What is that place known for? Climate, exports, terrain, and wildlife associated with the region can all be great launching points.
A fishing town might end in "–port" or reference the kinds of fish caught and sold in that region.
The sports teams of a high school in my hometown are called The Whalers because the area was once a thriving whaling district; a few businesses use "Whaling City" in their names. You'll also find Nutmeg popping up since Connecticut is nicknamed The Nutmeg State and Charter after a famous oak tree in Hartford where Connecticut's Royal Charter of 1662 was secreted away to avoid confiscation by the English governor-general.
Consider the traditions and folklore of your story's setting both past and present.
If hunting is a popular pastime or necessity for survival in your setting, mentioning the prey in the name can make it stand out. Foxhunting in Foxbury is easy to remember.
Panem in The Hunger Games is taken from the Latin Panem et Circenses, meaning Bread and Circuses. Basically, the phrase relates to the rich neglecting the dire needs of the commoners and the poor in favor of their own interests, embodying the way the Games are used as a means of distraction and entertainment despite the history surrounding them and the conditions of the various Districts throughout the nation.

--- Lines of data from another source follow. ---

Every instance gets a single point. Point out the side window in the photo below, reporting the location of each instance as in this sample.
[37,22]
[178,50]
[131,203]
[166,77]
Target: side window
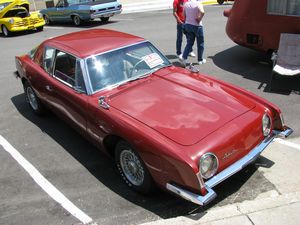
[48,59]
[60,4]
[38,55]
[284,7]
[67,69]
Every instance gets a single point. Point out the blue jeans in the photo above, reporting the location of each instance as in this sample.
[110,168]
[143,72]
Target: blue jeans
[192,33]
[179,38]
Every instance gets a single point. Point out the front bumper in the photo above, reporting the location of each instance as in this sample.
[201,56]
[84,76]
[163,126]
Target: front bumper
[228,172]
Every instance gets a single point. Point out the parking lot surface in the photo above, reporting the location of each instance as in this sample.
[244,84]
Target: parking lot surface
[89,179]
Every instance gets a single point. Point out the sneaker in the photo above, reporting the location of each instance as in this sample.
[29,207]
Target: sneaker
[182,60]
[202,61]
[192,54]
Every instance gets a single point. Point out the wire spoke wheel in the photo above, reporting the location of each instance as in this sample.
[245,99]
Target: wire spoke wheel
[132,168]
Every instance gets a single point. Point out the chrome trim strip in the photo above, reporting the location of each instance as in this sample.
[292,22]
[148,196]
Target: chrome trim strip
[229,171]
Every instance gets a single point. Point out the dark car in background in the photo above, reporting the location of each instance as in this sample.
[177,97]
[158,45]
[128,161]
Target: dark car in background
[80,11]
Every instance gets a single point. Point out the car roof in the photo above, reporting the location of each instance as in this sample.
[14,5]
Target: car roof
[92,42]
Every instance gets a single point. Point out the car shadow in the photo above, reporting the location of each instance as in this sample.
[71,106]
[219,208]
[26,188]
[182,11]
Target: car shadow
[256,66]
[161,203]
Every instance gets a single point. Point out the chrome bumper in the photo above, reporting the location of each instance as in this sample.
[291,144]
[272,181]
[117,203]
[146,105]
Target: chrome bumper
[226,173]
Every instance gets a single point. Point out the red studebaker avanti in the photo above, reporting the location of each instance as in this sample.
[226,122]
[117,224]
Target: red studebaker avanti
[179,129]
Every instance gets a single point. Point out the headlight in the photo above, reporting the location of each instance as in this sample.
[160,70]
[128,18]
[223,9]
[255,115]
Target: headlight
[266,125]
[208,165]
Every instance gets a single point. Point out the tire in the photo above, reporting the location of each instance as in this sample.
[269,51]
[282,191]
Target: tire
[47,20]
[5,31]
[40,28]
[132,168]
[76,20]
[32,99]
[104,19]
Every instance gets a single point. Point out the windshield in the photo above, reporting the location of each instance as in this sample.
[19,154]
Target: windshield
[3,5]
[123,65]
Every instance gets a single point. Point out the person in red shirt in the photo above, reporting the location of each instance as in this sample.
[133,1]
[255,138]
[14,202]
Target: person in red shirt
[179,16]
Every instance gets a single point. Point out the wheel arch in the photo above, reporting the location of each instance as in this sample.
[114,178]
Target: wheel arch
[110,142]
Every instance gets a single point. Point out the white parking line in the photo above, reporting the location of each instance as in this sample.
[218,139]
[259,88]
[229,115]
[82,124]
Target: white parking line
[287,143]
[54,28]
[44,183]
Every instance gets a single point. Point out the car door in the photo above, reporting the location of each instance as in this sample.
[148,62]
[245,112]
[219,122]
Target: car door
[66,92]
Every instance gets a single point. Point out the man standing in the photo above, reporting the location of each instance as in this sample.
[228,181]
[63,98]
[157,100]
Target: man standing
[193,12]
[179,16]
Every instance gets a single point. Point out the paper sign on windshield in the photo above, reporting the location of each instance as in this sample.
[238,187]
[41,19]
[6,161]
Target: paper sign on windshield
[153,60]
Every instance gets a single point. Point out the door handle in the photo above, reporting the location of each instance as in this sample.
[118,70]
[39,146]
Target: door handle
[49,88]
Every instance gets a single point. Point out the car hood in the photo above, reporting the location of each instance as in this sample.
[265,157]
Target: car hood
[183,108]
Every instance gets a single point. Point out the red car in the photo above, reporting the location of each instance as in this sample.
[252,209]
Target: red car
[164,125]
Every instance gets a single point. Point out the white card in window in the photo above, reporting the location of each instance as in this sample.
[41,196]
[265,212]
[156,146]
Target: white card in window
[153,60]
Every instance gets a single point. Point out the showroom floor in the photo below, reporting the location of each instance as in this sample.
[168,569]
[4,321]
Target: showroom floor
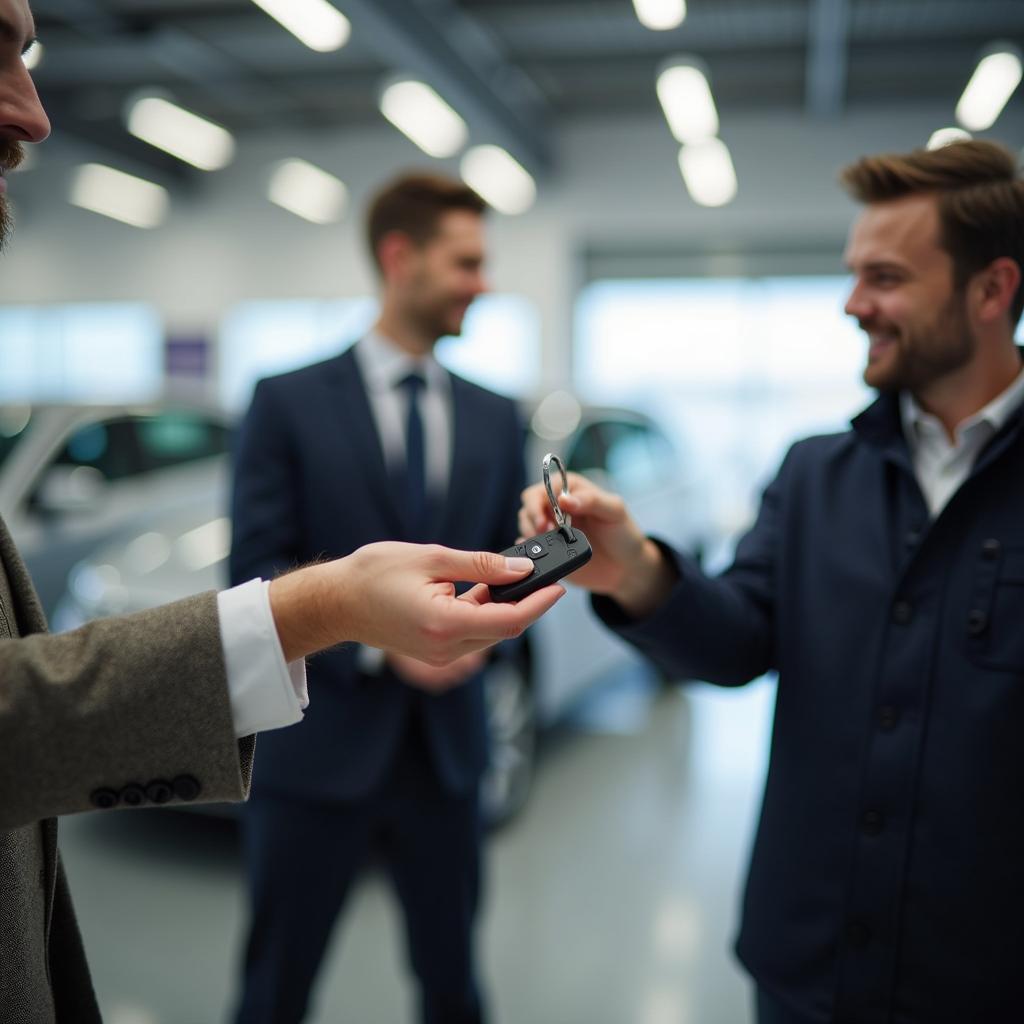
[611,900]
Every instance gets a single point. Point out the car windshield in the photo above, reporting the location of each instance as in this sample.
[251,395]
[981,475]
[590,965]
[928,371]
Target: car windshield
[14,421]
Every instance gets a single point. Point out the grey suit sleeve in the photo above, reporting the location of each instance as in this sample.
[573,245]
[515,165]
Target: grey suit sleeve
[134,700]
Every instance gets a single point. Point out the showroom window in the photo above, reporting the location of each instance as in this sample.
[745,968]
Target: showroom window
[500,346]
[91,352]
[734,369]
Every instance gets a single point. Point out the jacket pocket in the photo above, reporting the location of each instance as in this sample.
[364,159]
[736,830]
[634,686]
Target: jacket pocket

Embrace the things that make your setting unique, and what you might want your reader to know as soon as they enter that world.
Settings are as individualistic and unique to a story as its characters, so naming them should be given a similar amount of care. Names sometimes come to writers instinctively, but they can be trickier to pin down. The intricacies of the process can pose a fun challenge, and finding the perfect one can feel like a triumph.